Moore is excited to see construction of her new neighborhood. When the project was first announced, she was skeptical.

"There was just woods. And I thought this was eventually going to be a casino's property. And I just really gave up hope of Hope Six," she admitted.

The ground breaking and the work already underway helped restore that hope.

"This at least puts the naysayers at ease to see we are moving to a positive effort to bring new and affordable housing into our community, ward two," said Biloxi city councilman, Eric Dickey.

Last month, WLOX News reported that HUD was threatening to withhold federal dollars from the Hope Six project because of its failure to meet certain deadlines. That prompted the housing authority director to travel to Washington two weeks ago in an effort to resolve those problems. Now, the necessary checkpoints, which include the pouring of eight foundations, have been addressed to HUD's satisfaction.

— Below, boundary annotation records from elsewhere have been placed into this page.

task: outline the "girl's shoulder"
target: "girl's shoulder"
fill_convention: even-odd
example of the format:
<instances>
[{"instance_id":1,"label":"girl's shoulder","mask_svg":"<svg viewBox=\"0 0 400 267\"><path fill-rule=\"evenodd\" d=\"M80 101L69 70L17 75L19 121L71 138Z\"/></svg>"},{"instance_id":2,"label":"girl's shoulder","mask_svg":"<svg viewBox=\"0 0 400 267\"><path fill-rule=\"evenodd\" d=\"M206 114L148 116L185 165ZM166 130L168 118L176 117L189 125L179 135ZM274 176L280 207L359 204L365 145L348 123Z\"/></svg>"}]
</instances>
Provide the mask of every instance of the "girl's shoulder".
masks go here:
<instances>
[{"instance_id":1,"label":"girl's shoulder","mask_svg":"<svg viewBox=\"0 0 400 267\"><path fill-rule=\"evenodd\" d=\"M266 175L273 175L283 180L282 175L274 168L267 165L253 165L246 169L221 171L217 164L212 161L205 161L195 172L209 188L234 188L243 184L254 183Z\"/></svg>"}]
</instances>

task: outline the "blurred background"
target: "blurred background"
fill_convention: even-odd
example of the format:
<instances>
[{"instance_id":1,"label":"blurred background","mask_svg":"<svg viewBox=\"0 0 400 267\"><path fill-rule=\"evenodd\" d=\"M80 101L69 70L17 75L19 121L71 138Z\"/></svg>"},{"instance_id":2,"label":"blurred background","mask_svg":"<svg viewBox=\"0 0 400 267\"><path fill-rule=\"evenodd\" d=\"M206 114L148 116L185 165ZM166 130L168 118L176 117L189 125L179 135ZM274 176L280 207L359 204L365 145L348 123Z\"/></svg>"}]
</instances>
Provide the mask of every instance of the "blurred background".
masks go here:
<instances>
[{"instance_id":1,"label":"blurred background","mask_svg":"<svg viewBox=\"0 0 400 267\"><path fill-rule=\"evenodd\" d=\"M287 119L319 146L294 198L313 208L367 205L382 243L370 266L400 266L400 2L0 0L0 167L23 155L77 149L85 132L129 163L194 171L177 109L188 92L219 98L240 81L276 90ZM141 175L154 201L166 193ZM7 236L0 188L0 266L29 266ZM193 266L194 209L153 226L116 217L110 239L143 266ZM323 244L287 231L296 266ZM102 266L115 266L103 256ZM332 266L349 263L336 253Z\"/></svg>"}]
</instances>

Housing authority vice chairman, Dean Wilson, says it's time to move forward.

"We can't wait to get started to get some houses for people to live in that are nice, affordable and that they want to live in," he said.

Annita Moore is also excited about the prospect of moving into one of the new units.

"You know, they're changing the atmosphere and the houses completely. So, that's a plus," she said.

A total of 233 mixed income housing units will be built on the site of the old Bayview-Bayou Auguste property. The first homes should be ready in about a year.

Along with that initial development, the Hope Six plans call for even more new housing in East Biloxi. The master plan is for 387 housing units, including single family homes and an elderly housing complex.